During a penetration test, the company discovered an unknown device connected to the ship’s ethernet network.
There was no trace of it in the ship’s inventory, and none of the employees knew what it was.
The device was connected to a Windows terminal located on the deck, whose brightness was so intense that the crew had covered it so as not to be annoied during the night: everyone thought that if he was there, there had to be a good reason, so the device had remained there, in plain sight.
The experts’ assessment revealed that the Windows pc had cables that connected it to the ship’s engines, some floors below: using this connections, the unknown terminal was able to operate on the main controls of the engines.
Further, on the Windows machine was installed an old (and vulnerable) version of TeamViewer, the popular remote control program.
Essentially , a ship was circulating with a remote control system that nobody knew anything about.
A huge risk, according with the report:
…this PLC was immediately adjacent to another PLC dealing with the main engine safety systems – those that handle engine slowdown and shutdown. If this triggered mistakenly, the ship could lose power. If it didn’t trigger, the engine could be destroyed.
That might seem extreme, but these shutdowns are absolutely vital. There are several triggers than need acting on very quickly to prevent catastrophic events happening – such as a crankcase explosion. Back in the day when I was a ships engineer, if my pager went off with an engine alarm, a main engine shutdown was always a possibility. I’ve had to do it once, leaving us drifting in the Straits of Malacca whilst we fixed the problem and brought the engine back online.
For example, there is a device called an oil mist detector (OMD) on the side of the crankcase, continuously sampling the air inside. If a fine mist of oil is detected above a certain level, it may mean a hotspot is vapourising oil. This oil vapour can explode.
Bear in mind this engine is bigger than a house.
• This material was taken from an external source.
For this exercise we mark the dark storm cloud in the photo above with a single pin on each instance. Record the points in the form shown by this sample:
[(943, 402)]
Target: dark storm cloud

A crankcase explosion could destroy the main engine, or kill crew.
The unmasking of the mistery device
The investigation discovers that the Windows device had been installed a few years earlier to allow an external company to monitor fuel consumption and then had been forgotten. The collaboration with the company was over, but no one had shut down and uninstalled the remote control device.
It turned out that a third-party that no one really knew about had remote access to a box connected to the main engine.
It turns out the commercial arrangement with the third-party stopped several years ago.
Let that sink in.
A vulnerable box that no-one knew about with a direct, remote connection to the main engine
A regular reconnaissance of your company network in search of obsolete or unauthorized devices is always a good thing. Because if you don’t, someone with bad intentions could do that!